Sejumlah warga antre membeli gas elpiji 3 kilogram di Cibodas, Kota Tangerang, Banten, Rabu (5/2/2025). Foto: Putra M. Akbar/ANTARA FOTO
Menteri Keuangan Purbaya Yudhi Sadewa dan Menteri ESDM Bahlil Lahadalia saling jawab karena data terkait subsidi LPG 3 kilogram. Polemik ini bermula dari pernyataan Purbaya mengenai harga keekonomian barang yang disubsidi negara, termasuk LPG.
Pada 30 September 2025, saat rapat dengan Komisi XI DPR, Purbaya mengungkapkan selisih harga barang-barang subsidi yang selama ini ditanggung pemerintah.
Ia mencontohkan LPG 3 kilogram yang memiliki harga keekonomian Rp 42.750 per tabung, namun masyarakat hanya membayar Rp 12.750. Dengan demikian, pemerintah menanggung Rp 30.000 per tabung.
"Untuk LPG 3 kg, subsidi mencapai 70 persen dari harga keekonomian. Pola serupa terjadi pada listrik, solar, dan minyak tanah," jelas Purbaya.
Ia juga menyebut realisasi subsidi pada 2024 mencapai Rp 80,2 triliun dengan 41,5 juta pelanggan penerima manfaat.
Bahlil Sebut Menkeu Salah Baca Data
Pernyataan itu kemudian ditanggapi Bahlil Lahadalia. Dia menilai ada kekeliruan dalam data yang dipaparkan Purbaya.
"Itu mungkin Menkeu-nya salah baca data itu. Ya mungkin (Purbaya) butuh penyesuaian, belum dikasih masukan oleh dirjennya dengan baik atau oleh timnya," kata Bahlil di Kantor BPH Migas, Jakarta Selatan, Kamis (2/10).
Menurut Bahlil, data subsidi energi, khususnya LPG, masih dalam proses pematangan dan melibatkan kerja sama dengan Badan Pusat Statistik (BPS).

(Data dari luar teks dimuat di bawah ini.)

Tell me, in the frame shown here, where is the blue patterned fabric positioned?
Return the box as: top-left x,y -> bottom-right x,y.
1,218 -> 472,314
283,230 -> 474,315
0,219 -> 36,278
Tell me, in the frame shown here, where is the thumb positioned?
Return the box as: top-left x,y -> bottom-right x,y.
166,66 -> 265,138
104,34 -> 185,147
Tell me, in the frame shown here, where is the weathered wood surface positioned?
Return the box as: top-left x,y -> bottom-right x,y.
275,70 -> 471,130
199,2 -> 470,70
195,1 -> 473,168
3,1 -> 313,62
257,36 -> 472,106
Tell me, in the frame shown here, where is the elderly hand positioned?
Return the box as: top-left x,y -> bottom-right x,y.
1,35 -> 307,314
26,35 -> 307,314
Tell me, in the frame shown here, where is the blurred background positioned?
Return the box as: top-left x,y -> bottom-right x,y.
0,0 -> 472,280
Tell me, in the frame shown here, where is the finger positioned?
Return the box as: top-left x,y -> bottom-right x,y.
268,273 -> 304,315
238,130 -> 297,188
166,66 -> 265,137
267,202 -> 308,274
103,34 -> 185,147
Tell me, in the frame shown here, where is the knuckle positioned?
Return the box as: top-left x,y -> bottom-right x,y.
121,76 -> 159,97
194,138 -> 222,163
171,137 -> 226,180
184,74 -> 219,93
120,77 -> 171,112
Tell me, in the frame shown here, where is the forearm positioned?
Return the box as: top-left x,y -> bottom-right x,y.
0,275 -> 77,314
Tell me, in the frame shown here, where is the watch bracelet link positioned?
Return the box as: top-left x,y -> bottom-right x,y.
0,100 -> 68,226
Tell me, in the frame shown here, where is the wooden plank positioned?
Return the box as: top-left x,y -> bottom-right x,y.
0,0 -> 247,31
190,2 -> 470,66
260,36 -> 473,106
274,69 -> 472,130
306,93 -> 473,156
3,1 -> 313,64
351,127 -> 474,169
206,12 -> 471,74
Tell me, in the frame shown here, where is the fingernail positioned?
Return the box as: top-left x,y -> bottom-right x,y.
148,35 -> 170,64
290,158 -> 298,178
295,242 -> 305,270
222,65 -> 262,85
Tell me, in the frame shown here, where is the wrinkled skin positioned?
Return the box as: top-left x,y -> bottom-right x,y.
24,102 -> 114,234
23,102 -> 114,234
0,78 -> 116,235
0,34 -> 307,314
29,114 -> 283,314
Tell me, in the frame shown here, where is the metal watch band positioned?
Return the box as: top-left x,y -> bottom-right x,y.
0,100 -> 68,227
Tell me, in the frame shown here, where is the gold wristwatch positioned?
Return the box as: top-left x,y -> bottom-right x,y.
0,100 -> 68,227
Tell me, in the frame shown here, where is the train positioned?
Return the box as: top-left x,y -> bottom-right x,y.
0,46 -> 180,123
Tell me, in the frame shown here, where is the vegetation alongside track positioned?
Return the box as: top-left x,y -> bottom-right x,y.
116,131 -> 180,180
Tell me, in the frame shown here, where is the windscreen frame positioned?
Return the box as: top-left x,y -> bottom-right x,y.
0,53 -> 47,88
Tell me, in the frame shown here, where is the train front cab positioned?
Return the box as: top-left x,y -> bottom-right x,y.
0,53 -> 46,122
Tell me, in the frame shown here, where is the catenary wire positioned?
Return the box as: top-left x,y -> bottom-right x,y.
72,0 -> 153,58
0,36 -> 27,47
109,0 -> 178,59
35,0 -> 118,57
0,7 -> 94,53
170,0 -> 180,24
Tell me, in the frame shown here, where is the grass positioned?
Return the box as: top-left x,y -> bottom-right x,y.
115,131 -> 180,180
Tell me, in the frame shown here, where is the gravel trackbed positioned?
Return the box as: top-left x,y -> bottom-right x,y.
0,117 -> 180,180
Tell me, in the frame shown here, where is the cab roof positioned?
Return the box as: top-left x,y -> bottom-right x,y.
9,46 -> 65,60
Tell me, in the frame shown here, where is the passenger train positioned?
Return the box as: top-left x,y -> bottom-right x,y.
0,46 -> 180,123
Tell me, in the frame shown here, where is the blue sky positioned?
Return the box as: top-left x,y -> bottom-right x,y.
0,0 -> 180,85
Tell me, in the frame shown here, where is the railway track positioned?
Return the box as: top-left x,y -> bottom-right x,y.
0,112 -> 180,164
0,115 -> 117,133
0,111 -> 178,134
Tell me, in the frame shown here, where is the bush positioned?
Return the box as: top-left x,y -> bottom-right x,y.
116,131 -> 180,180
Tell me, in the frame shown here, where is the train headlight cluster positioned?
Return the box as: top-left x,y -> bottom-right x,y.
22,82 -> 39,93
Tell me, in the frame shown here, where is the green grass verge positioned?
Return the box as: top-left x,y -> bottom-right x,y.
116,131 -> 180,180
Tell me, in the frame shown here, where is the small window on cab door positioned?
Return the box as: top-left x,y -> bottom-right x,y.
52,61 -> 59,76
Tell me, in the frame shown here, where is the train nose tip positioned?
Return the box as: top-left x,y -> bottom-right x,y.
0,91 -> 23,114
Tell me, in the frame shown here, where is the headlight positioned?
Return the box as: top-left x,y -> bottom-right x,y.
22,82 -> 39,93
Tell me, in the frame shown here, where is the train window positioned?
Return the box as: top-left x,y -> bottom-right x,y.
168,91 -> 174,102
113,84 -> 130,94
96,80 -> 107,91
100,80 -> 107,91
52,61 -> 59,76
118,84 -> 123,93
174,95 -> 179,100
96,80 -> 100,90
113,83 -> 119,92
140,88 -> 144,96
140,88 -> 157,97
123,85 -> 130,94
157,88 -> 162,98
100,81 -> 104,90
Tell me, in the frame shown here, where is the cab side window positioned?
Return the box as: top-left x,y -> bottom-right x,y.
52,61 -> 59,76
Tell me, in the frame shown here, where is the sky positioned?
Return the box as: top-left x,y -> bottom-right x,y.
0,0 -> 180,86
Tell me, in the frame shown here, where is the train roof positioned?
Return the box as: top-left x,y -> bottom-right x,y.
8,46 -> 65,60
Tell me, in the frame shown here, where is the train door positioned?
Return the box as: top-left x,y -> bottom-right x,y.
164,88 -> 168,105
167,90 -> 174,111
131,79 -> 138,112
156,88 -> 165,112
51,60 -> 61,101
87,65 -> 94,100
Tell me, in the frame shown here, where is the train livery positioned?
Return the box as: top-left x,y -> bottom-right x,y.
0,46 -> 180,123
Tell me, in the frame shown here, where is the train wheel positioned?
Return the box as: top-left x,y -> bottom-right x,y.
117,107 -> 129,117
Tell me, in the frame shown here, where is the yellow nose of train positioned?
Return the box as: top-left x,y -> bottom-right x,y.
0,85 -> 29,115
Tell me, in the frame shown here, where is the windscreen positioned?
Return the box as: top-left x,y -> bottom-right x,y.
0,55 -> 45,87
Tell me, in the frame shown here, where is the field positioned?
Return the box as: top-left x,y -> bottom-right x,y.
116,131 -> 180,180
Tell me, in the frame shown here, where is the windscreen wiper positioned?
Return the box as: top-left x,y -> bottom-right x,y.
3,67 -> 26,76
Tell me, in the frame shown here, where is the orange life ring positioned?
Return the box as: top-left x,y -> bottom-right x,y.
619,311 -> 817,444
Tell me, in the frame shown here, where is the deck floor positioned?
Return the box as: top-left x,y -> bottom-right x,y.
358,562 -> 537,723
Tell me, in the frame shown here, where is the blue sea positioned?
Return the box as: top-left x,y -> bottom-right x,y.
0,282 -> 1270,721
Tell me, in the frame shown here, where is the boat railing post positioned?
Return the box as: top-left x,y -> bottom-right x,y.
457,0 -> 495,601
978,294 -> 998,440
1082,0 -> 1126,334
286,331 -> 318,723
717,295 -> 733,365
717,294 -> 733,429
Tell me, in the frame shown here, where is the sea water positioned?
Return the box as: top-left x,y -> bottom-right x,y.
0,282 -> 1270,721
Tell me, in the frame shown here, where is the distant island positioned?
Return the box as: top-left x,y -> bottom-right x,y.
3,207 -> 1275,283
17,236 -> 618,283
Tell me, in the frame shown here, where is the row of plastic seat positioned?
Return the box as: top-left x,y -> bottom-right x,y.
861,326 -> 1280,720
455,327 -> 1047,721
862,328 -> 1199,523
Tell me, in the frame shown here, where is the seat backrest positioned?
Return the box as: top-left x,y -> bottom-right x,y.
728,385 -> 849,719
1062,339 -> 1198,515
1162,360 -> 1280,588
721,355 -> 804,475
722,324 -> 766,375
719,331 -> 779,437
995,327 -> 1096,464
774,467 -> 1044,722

"BPS itu kan kerja sama dengan tim di ESDM. Jadi mungkin Pak Menterinya belum baca data kali itu ya," ujarnya.
Kemudian, Bahlil kembali memastikan aturan terkait subsidi LPG saat ini sedang dieksekusi. Ia menambahkan, BPH Migas selama ini mengawasi subsidi LPG yang nilainya sekitar Rp 80 triliun hingga Rp 87 triliun per tahun.
Purbaya Respons Bahlil
Sehari setelahnya, merespons pernyataan Bahlil, Menkeu Purbaya menyebut perbedaan itu bisa jadi karena perbedaan cara melihat data. Ia menegaskan informasi yang ia sampaikan sesuai dengan laporan stafnya.
"Salah data? Mungkin cara ngeliat datanya beda. Kan hitung-hitungan kadang-kadang kalau dari akuntan kan kadang-kadang beda caranya," kata Purbaya saat kunjungan kerja di Kudus, Jawa Tengah, Jumat (3/10).
"Tapi saya yakin pada akhirnya besarannya sama juga. Kalau salah hitung bisa nambah duit saya salah hitung terus biar uang nambah. Tapi harusnya sama pada akhirnya," imbuh Purbaya.